Mariana Medina-Sánchez and her team led a study looking into the unique drug delivery benefits human sperm could provide. The team noticed that when sperm are submerged in an active ingredient found in cancer treating drugs, it can absorb large doses. The sperm can then be assembled into microscopic mechanical harnesses, creating sperm-hybrid micromotors. The iron in these harnesses allows clinicians to manipulate the direction of the sperm with external magnetic fields, which in turn allows doctors to direct the drug-coated sperm in the direction of the tumor.

Once the metal harness reaches a surface, its quick release system relinquishes its grip on the sperm's and allows them swim away once they reach their target. In theory, this would enable the sperm to burrow deeper into tumor tissue, exposing more cancer cells to the drugs in a more direct way than has been possible by other current treatments.

While Medina-Sánchez's team has only experimented with bull sperm (as they are similar in size to human sperm) the team noticed that the sperm-hybrid micromotor reduced cancerous cells by 87% in just 72 hours. The method proved to be far more effective than treating cancer cells with the drugs alone.

Revolutionizing Drug Delivery

The sperm-hybrids could be potentially advantageous for the hundreds of thousands of women with gynecological cancers, and perhaps even other diseases of the female reproductive tract. The sperm-hybrid micromotor boasts significant advantages: not only do sperm cells provide added protection when it comes to keeping the drug from degrading prematurely. They also wouldn't unnecessarily trigger the immune system, like a drug piggybacking on bacteria would.

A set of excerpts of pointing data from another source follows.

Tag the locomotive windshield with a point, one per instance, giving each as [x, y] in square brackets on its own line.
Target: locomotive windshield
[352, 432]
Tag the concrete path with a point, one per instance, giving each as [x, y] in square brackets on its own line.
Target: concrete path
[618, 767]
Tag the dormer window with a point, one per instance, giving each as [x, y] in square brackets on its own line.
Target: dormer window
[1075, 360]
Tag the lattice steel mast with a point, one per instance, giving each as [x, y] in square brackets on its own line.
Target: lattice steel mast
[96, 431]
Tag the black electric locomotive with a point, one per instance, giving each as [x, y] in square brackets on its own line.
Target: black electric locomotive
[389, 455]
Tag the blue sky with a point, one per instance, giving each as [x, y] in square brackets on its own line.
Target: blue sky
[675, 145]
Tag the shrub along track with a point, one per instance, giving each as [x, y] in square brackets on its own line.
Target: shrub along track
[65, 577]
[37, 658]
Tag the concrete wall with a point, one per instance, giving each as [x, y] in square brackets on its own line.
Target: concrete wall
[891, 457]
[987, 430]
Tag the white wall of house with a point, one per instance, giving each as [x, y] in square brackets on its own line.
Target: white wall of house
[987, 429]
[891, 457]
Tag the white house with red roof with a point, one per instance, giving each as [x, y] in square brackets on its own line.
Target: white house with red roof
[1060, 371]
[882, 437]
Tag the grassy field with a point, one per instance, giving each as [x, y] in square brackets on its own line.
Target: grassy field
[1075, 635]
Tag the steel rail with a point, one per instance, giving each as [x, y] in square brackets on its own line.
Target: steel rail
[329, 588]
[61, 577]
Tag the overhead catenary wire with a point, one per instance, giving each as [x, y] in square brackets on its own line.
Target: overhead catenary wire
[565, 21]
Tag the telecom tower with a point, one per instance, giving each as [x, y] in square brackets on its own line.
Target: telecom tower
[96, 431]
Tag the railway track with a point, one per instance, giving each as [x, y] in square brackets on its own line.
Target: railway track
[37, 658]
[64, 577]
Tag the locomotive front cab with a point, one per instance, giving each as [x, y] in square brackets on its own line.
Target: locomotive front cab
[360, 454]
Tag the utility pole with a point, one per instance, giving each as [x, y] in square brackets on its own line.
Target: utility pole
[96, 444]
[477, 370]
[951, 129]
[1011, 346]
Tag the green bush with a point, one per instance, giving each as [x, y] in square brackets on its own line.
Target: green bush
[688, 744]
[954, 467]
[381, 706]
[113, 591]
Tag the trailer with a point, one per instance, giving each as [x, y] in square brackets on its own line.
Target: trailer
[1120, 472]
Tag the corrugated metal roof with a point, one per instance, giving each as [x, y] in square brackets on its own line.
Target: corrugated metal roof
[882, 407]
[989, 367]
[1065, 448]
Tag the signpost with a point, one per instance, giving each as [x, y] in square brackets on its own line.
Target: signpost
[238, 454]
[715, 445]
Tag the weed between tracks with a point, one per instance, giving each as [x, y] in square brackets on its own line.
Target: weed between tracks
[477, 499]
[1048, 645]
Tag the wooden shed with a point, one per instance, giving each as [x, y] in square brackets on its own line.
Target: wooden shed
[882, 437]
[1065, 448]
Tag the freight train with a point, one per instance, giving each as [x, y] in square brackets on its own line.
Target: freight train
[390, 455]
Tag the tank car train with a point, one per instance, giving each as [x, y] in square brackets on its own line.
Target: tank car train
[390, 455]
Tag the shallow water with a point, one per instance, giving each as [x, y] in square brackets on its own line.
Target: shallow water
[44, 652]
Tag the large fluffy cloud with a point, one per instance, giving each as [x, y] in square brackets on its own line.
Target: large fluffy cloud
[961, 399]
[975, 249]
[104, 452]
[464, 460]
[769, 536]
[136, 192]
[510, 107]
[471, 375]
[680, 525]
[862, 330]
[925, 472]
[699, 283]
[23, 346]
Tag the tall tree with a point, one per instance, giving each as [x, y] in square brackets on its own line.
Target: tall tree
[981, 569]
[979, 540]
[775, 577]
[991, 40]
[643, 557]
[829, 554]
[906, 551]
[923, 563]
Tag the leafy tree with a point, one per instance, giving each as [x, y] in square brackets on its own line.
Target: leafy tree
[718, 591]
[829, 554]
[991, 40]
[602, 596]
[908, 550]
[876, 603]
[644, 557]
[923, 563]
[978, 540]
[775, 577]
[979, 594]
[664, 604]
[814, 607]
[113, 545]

Drug delivery comes in many forms: swallowing, inhalation, absorption through the skin, or intravenous injections. That being said, it's not surprising that nanotechnology is a hot topic in drug delivery. Even with new technologies, science seems to have stagnated around several central topics: delivering drugs past the blood-brain barrier, enhancing individual cellular delivery, and combining diagnostics and treatments.

Chemotherapies that inadvertently target non-cancerous cells result in the death of normal cells. This is a consequence that can be avoided if Medina-Sánchez's sperm-hybrid micromotors are approved by national standards.

While Medina-Sánchez's new approach does have many questions to left to answer — including how sperm could be introduced into the reproductive system as drug-delivery agents while not also potentially causing pregnancy — the method certainly seems promising.